Little Dima has two sequences of points with integer coordinates: sequence (a ₁, 1), (a ₂, 2), …, (a _n, n) and sequence (b ₁, 1), (b ₂, 2), …, (b _n, n).

Now Dima wants to count the number of distinct sequences of points of length 2·n that can be assembled from these sequences, such that the x-coordinates of points in the assembled sequence will not decrease. Help him with that. Note that each element of the initial sequences should be used exactly once in the assembled sequence.

Dima considers two assembled sequences (p ₁, q ₁), (p ₂, q ₂), …, (p _2·n, q _2·n) and (x ₁, y ₁), (x ₂, y ₂), …, (x _2·n, y _2·n) distinct, if there is such i (1 ≤ i ≤ 2·n), that (p _i, q _i) ≠ (x _i, y _i).

As the answer can be rather large, print the remainder from dividing the answer by number m.

Input

The first line contains integer n (1 ≤ n ≤ 10⁵). The second line contains n integers a ₁, a ₂, …, a _n (1 ≤ a _i ≤ 10⁹). The third line contains n integers b ₁, b ₂, …, b _n (1 ≤ b _i ≤ 10⁹). The numbers in the lines are separated by spaces.

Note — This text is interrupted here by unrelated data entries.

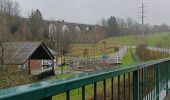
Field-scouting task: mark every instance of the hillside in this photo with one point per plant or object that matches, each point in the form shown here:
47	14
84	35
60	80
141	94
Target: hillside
151	39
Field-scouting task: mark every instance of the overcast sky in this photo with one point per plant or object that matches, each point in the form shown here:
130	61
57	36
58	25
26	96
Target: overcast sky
91	11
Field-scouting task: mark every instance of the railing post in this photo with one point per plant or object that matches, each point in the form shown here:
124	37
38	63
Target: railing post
167	74
136	85
157	77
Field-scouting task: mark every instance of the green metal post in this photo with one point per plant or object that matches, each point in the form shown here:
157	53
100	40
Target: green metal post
112	87
157	77
104	89
95	91
68	95
136	85
83	92
167	74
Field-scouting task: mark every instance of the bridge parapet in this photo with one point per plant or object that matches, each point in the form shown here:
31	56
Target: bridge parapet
144	80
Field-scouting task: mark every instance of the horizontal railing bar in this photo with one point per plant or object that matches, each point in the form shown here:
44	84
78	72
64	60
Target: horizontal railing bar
44	89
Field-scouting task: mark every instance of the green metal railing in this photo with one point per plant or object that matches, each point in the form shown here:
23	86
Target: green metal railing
137	82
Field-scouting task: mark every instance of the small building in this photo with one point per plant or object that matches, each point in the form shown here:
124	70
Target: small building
28	57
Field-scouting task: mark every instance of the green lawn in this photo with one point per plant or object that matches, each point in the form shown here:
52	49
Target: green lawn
128	58
151	39
98	49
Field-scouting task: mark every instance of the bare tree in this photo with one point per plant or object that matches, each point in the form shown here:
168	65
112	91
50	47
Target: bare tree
9	7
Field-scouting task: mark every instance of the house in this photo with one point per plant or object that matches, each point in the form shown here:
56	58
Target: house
28	57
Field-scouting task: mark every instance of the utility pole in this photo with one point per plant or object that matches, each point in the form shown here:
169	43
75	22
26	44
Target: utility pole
142	18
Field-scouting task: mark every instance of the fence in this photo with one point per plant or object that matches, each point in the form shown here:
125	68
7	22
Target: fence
141	81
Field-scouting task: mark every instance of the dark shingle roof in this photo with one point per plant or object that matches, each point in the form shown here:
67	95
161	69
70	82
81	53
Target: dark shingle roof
19	52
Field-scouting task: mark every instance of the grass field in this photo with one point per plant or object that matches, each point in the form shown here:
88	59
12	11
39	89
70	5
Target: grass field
112	42
128	58
77	49
151	39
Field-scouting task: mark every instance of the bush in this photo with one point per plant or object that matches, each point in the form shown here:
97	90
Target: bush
116	48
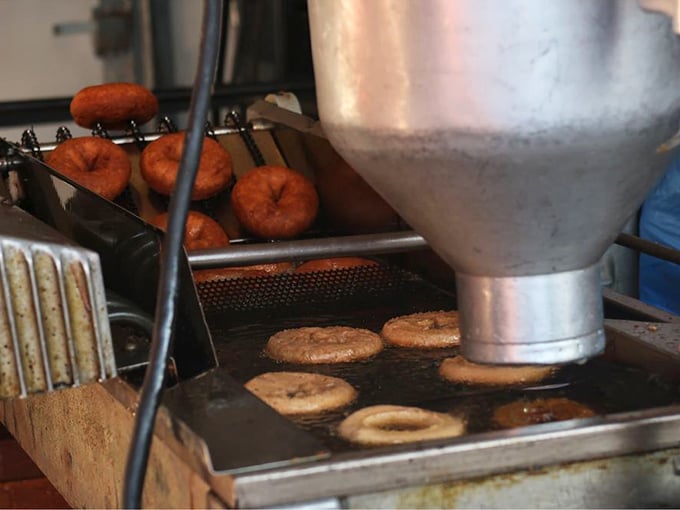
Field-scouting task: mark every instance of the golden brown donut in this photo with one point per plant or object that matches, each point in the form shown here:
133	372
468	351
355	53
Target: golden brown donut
540	410
427	330
274	202
160	159
333	263
230	273
335	344
458	369
386	424
201	231
113	104
97	164
295	393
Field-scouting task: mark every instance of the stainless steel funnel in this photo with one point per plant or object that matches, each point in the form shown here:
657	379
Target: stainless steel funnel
516	136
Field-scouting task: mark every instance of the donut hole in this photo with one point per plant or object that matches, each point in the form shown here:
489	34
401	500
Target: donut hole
400	422
540	414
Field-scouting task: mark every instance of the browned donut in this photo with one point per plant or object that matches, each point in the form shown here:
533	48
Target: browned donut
97	164
460	370
274	202
230	273
333	263
294	393
201	231
113	104
428	330
540	410
334	344
160	159
387	424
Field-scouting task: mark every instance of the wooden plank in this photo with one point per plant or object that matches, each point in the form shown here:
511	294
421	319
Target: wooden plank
79	438
36	493
15	464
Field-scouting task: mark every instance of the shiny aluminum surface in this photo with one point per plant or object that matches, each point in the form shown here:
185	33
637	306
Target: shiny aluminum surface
54	326
517	137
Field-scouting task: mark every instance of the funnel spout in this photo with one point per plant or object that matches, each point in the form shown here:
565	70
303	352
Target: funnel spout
517	137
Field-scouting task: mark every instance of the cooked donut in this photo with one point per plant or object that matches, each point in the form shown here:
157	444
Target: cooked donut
201	232
160	160
230	273
333	263
458	369
335	344
113	105
385	424
274	202
292	393
540	410
427	330
97	164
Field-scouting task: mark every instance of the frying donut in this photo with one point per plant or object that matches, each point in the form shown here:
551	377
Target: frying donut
113	104
386	424
335	344
201	233
274	202
294	393
427	330
458	369
333	263
160	160
540	410
97	164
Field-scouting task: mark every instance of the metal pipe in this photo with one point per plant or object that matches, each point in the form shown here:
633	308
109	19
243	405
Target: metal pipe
648	247
370	244
35	111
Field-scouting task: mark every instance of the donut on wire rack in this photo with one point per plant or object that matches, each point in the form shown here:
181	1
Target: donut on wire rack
159	164
113	105
274	202
97	164
202	233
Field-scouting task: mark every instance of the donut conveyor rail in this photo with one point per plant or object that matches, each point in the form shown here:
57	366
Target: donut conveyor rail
361	245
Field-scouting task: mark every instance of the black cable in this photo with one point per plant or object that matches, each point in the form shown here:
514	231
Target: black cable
168	286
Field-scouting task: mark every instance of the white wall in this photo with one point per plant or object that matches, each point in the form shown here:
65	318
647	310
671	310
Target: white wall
36	63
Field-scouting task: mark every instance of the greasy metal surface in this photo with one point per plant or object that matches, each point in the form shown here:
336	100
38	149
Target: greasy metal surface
632	481
615	392
240	431
128	250
407	376
546	145
462	458
53	317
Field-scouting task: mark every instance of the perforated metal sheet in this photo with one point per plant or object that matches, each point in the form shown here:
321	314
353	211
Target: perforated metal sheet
285	290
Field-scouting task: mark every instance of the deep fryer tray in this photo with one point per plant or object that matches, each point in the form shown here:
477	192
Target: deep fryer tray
367	297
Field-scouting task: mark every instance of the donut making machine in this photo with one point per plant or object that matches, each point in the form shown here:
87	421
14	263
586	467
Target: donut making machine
518	160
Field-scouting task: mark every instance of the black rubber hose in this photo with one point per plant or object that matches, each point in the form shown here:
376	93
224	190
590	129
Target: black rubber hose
168	286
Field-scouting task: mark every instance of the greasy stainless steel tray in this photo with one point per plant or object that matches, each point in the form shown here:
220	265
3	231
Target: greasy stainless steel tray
637	409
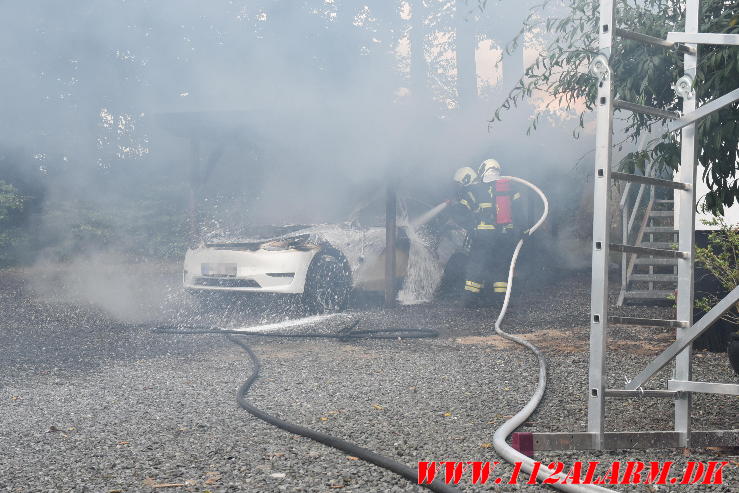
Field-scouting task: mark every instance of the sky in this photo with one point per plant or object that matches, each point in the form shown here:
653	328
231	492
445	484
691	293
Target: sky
301	106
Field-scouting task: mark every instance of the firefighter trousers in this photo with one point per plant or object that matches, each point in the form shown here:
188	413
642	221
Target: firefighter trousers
487	268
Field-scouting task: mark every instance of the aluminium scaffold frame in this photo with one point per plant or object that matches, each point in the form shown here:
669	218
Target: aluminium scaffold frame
681	386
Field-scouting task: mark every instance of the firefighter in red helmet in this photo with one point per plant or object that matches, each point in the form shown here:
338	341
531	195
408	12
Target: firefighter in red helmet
495	234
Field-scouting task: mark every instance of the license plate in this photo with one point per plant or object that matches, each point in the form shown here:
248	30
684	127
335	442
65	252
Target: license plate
219	270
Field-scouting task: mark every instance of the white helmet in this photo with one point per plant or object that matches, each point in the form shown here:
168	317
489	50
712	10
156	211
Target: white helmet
489	170
465	176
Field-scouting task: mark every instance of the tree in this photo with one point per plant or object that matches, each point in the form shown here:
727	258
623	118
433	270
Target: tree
641	74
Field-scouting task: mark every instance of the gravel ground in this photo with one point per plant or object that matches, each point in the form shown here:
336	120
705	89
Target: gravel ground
91	403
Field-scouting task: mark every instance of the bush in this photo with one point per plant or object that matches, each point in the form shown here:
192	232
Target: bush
719	258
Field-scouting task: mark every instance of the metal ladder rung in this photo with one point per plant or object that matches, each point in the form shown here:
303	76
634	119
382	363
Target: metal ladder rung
654	277
702	38
660	245
649	251
648	322
655	261
640	108
660	229
649	295
650	181
651	40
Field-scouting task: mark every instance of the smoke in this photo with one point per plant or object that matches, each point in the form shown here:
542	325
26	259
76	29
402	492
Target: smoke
127	113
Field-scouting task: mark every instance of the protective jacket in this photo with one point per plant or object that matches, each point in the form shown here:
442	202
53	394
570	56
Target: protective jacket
494	204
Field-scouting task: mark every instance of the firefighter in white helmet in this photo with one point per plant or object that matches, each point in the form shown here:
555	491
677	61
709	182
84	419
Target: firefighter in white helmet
463	206
494	235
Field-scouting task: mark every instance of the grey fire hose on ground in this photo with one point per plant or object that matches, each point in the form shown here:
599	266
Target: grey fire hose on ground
501	434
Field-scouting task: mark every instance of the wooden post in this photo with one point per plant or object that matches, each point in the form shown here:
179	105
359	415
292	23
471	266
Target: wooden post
391	203
192	212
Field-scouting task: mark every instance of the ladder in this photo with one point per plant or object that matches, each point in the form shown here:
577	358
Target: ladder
647	278
680	387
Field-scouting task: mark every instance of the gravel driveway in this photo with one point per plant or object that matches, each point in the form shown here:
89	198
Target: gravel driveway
90	403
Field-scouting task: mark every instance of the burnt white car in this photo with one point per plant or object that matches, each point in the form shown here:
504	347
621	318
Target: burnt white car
320	263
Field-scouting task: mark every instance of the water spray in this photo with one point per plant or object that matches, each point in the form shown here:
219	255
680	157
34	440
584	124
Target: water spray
501	434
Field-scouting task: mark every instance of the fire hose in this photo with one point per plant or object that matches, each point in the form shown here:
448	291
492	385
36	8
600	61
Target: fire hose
501	434
346	334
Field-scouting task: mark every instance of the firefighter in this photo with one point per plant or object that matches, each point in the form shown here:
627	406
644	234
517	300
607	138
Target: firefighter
464	206
494	236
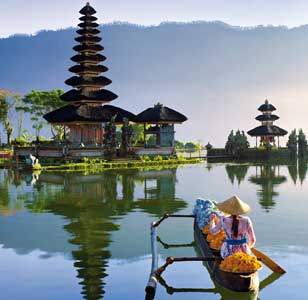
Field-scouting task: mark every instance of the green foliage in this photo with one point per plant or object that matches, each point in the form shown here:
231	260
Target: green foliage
127	137
302	143
137	134
110	144
236	144
38	103
292	142
179	145
208	147
7	104
190	147
158	158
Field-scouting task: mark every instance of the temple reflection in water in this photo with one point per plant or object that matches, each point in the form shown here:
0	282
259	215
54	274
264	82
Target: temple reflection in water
267	177
91	204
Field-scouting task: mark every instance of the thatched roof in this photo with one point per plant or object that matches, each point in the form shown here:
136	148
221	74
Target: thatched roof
88	31
88	24
95	81
102	95
160	114
88	39
267	107
88	48
87	113
4	92
80	58
88	69
267	118
267	130
87	10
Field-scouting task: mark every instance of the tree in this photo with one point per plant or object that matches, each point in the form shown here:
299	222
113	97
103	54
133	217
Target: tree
230	144
208	147
302	143
37	104
179	144
292	142
7	104
190	147
127	137
110	143
138	134
236	144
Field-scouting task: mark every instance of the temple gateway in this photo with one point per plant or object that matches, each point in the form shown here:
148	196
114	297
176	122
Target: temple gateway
267	132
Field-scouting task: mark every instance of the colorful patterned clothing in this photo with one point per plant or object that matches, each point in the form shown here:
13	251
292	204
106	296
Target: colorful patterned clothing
242	243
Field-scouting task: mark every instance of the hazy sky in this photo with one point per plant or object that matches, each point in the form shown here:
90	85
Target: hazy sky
29	16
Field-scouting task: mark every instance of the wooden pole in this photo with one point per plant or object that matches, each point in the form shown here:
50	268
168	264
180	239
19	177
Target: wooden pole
268	261
144	134
152	282
166	216
151	286
170	260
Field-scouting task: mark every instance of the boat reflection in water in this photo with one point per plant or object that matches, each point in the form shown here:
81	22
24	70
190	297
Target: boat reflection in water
217	289
91	204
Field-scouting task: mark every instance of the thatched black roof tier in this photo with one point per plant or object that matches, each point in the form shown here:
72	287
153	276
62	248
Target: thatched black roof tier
88	39
267	107
88	18
88	31
88	48
88	25
262	118
160	114
82	58
102	95
95	81
80	69
267	130
87	113
87	10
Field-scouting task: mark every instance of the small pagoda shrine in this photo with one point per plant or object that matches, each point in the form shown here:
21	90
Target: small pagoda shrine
86	113
159	122
267	132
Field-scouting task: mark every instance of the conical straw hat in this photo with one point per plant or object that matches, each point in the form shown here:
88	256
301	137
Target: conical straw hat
234	206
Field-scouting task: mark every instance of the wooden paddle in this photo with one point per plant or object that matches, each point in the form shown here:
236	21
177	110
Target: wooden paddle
268	261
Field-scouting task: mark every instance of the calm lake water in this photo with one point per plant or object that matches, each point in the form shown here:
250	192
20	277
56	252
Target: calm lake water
87	236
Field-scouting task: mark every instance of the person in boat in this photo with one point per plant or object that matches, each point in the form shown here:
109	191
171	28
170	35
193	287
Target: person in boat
239	231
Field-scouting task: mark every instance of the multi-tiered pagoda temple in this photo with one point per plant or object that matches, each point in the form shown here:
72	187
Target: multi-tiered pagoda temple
267	132
86	113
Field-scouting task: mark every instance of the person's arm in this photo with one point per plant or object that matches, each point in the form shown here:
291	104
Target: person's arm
251	234
215	228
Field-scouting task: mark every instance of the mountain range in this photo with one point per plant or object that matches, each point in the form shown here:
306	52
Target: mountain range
215	74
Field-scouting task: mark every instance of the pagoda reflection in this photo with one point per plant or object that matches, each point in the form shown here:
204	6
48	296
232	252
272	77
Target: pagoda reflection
159	192
237	172
91	204
267	178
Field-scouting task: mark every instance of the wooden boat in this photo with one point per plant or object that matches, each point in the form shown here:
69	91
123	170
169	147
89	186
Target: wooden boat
241	282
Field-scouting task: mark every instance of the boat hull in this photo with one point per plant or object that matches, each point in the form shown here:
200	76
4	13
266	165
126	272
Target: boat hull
240	282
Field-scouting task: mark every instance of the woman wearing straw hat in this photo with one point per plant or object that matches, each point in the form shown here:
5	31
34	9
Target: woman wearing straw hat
240	236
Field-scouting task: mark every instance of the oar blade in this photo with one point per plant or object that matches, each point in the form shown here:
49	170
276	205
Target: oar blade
268	261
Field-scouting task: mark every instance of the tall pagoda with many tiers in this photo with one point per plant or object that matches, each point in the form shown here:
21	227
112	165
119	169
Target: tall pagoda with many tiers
267	132
86	113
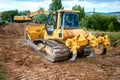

The last line contains integer m (2 ≤ m ≤ 10⁹ + 7).

Output

In the single line print the remainder after dividing the answer to the problem by number m.

Examples

input

1
1
2
7

output

1

input

2
1 2
2 3
11

output

2

Note

In the first sample you can get only one sequence: (1, 1), (2, 1).

In the second sample you can get such sequences : (1, 1), (2, 2), (2, 1), (3, 2); (1, 1), (2, 1), (2, 2), (3, 2). Thus, the answer is 2.

Solution:

#include <iostream>
#include <iomanip>
#include <stdio.h>
#include <set>
#include <vector>
#include <map>
#include <cmath>
#include <algorithm>
#include <memory.h>
#include <string>
#include <sstream>

using namespace std;

int n, i, j, md;
int f[444444], g[444444], a[444444], b[444444];

int main() {
scanf("%d", &n);
for (i=0;i<n;i++) scanf("%d", a+i);
  for (i=0;i<n;i++) scanf("%d", b+i);
  scanf("%d", &md);
  int div2 = 0;
  for (i=0;i<n;i++)
    if (a[i] == b[i]) div2++;
  sort(a, a+n);
  sort(b, b+n);
  f[0] = 1;
  g[0] = 0;
  for (i=1;i<=2*n;i++) {
    g[i] = g[i-1];
    int x = i;
    while (x % 2 == 0) {
      x /= 2;
      g[i]++;
    }
    f[i] = (long long)f[i-1]*x % md;
  }
  int ans = 1, mul2 = 0;
  i = 0, j = 0;
  while (i < n || j < n) {
    int u;
    if (i == n) u = b[j]; else
    if (j == n) u = a[i]; else
    if (a[i] < b[j]) u = a[i];
    else u = b[j];
    int cnt = 0;
    while (i < n && a[i] == u) i++, cnt++;
    while (j < n && b[j] == u) j++, cnt++;
    ans = (long long)ans*f[cnt] % md;
    mul2 += g[cnt];
  }
  for (i=0;i<mul2-div2;i++) ans = (long long)ans*2 % md;
  printf("%d\n", ans);
  return 0;
}